The latest education topic in the country these days is Common Core. It was sold quickly, much like Obamacare, in that states had to commit to the national education program before they found out what was in it.
The hottest resolution for the Georgia Republican Party was, likewise, Common Core. Eight of 14 Congressional districts passed resolutions on to the state convention opposing Common Core, and two other districts passed resolutions opposing this nationalization of education in principle. Sen. William Ligon introduced legislation this year, SB 167, to withdraw Georgia from Common Core and the national PARCC testing.
Here are some of the highlights of the "hottest" Republican resolution sent forward to the state convention.
The resolution described how the Common Core agenda to nationalize educational standards, testing and data collection violates the constitutional principle that the control of education is left to the states and the people. Participation in the Race to the Top grant required Georgia to adopt common standards in K-12 English language arts and math and to commit to implementing the aligned assessments developed by a consortium of states with federal money, all without the consent of the people exercised through their legislative branch.

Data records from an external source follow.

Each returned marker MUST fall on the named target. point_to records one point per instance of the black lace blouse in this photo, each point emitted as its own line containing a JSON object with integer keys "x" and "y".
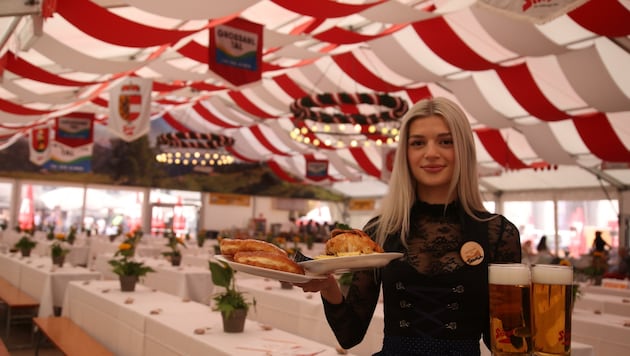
{"x": 430, "y": 293}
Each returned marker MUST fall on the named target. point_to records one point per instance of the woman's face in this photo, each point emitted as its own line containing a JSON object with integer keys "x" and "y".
{"x": 431, "y": 157}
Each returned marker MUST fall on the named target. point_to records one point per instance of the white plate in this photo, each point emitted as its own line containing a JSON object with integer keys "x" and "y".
{"x": 350, "y": 263}
{"x": 268, "y": 273}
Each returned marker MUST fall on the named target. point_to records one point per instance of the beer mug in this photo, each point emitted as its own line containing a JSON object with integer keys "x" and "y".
{"x": 552, "y": 294}
{"x": 510, "y": 331}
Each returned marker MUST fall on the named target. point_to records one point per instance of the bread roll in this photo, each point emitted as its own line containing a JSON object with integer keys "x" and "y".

With respect to the alleged "rigor" of the Common Core standards, the resolution recognized that "the Common Core standards have been evaluated by educational experts and were determined to be no better than Georgia's previous performance standards and according to key members of the Validation Committee, the standards were even inferior."

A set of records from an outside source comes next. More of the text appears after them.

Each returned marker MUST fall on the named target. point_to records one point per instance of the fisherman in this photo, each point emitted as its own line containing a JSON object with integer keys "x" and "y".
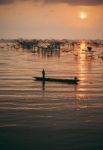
{"x": 43, "y": 74}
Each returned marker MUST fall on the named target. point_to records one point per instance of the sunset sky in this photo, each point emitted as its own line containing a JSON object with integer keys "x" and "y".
{"x": 57, "y": 19}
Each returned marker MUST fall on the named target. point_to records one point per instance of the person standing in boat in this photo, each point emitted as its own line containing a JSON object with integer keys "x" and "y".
{"x": 43, "y": 74}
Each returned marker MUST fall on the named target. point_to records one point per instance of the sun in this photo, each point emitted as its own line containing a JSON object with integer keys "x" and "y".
{"x": 83, "y": 15}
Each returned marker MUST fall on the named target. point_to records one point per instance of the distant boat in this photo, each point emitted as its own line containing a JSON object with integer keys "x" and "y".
{"x": 70, "y": 81}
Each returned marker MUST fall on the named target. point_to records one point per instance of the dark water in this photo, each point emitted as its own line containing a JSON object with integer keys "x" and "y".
{"x": 55, "y": 116}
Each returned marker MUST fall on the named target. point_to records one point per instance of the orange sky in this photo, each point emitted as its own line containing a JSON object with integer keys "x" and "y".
{"x": 55, "y": 20}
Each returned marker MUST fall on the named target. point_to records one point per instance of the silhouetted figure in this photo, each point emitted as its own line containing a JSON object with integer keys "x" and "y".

The resolution addressed privacy concerns, stating that "the Race to the Top grant conditions also require the collection and sharing of massive amounts of student-level data through the PARCC agreement, which violates student privacy."
The resolution further recognized that "the push to nationalize standards will inevitably lead to more centralization of education in violation of federalism and local control and violates the spirit of three federal laws" and "will create new tax burdens to pay for enormous unfunded mandates on our state and local school districts."
Given all these problems, the resolution urged withdrawal from Common Core and the PARCC testing, a more open and transparent process for adopting curriculum standards, and strict limits on collecting and sharing student data.
The resolution concluded by stating appreciation for Gov. Nathan Deal's executive order on May 15 that took a step in this direction.
In the Resolutions Committee, the resolution passed overwhelmingly. Unfortunately, no resolutions were considered on the convention floor.
While the resolution did not receive the time it deserved at the convention, a strong message was sent in Athens. A battle is brewing as the backlash against Common Core grows. Citizens are realizing that Common Core standards will ultimately control the curriculum of public schools, charter schools, private schools, religious schools, Catholic schools, and home schools.
There is one thing we all care about and that is our kids. This is the very reason that Common Core was the resolution that needed to be discussed when our party came to do business. This conversation is the one that should have happened in the legislature before any executive branch official signed the Race to the Top grant back in 2010. Bypassing the consent of the governed is always a bad idea because the people will eventually be heard.
Judy Craft is a Gwinnett County resident and served on the State Resolutions Committee at the state GOP convention, representing the 7th Congressional District.